Total objects scanned:  29964
Total violations found:  2

Object Summary:

# Section: Unix File System

Rule Name: Tripwire Data Files (/var/lib/tripwire/debian.twd)
Severity Level: 100


Rule Name: Low security filesystems (/proc)
Severity Level: 33


Error Report:

No Errors

*** End of report ***

Open Source Tripwire 2.4 Portions copyright 2000 Tripwire, Inc. Tripwire is a registered
trademark of Tripwire, Inc. This software comes with ABSOLUTELY NO WARRANTY;
for details use --version. This is free software which may be redistributed
or modified only under certain conditions; see COPYING for details.
All rights reserved.
Integrity check complete.

It looks brilliant! The only thing looks a bit strange, is that it says 'Total violations found: 2'. One is that it finds the very file, the database as a new file added to the system: '/var/lib/tripwire/debian.twd'. That is true. Now, each time we will integrity checks in the future, the reports will complain about any changes that happen on our system. But we don't want to see the same thing over and over again, we want to avoid the false positives. Tripwire can give an option for that. It is called Database Update Mode. This allows your changes to be reconciled with the Tripwire database, meaning you allow the changes into your system. Let's do it.

root@debian:/etc/tripwire# tripwire --update --twrfile /var/lib/tripwire/report/debian-20120301-122052.twr

The report file is given above in the command line as a reference what needs to be updated. Right after, it will jump you into an editor to review and allow changes. You only need to do is to exit with save from your favourite editor.

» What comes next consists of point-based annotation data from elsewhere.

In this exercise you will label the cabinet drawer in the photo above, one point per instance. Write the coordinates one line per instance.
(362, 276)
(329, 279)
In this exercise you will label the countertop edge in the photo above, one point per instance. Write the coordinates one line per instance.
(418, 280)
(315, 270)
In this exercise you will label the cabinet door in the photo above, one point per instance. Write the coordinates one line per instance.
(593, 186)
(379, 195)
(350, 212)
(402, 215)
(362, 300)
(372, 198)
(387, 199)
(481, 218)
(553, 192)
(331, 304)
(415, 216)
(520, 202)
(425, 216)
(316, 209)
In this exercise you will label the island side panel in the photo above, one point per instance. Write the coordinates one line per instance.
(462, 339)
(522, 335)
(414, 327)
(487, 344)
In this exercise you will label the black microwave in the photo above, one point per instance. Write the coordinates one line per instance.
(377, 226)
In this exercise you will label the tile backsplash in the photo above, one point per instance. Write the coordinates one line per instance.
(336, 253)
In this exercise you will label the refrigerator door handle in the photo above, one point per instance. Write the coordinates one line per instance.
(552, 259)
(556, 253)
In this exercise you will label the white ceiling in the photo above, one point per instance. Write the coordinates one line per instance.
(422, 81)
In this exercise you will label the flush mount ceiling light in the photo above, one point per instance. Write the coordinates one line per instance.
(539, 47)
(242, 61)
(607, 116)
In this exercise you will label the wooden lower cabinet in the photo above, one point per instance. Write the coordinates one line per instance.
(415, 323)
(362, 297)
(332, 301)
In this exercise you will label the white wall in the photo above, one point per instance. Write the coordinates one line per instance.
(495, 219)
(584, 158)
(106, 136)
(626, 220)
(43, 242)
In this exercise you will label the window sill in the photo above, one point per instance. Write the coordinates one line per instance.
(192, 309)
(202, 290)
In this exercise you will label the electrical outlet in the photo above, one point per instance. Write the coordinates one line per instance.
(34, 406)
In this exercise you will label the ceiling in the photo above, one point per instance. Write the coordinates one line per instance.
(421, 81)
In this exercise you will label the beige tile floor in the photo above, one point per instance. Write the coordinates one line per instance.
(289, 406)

Please enter your local passphrase:
Wrote database file: /var/lib/tripwire/debian.twd

Brilliant! A new database has been written. Now, let's run our check again. You can see it from the report that the violations have been disappeared and number of total violations have been either changed or disappeared depending on what changes you have allowed. To summarise and to better understand, the following three commands have been used.

tripwire --init
tripwire --check
tripwire --update

From the above list, the first command is typically run once during setting up Tripwire on a clean system. The next 2 commands are to be run periodically.

Hope this article helped to understand how Tripwire works. Any comments, let me know!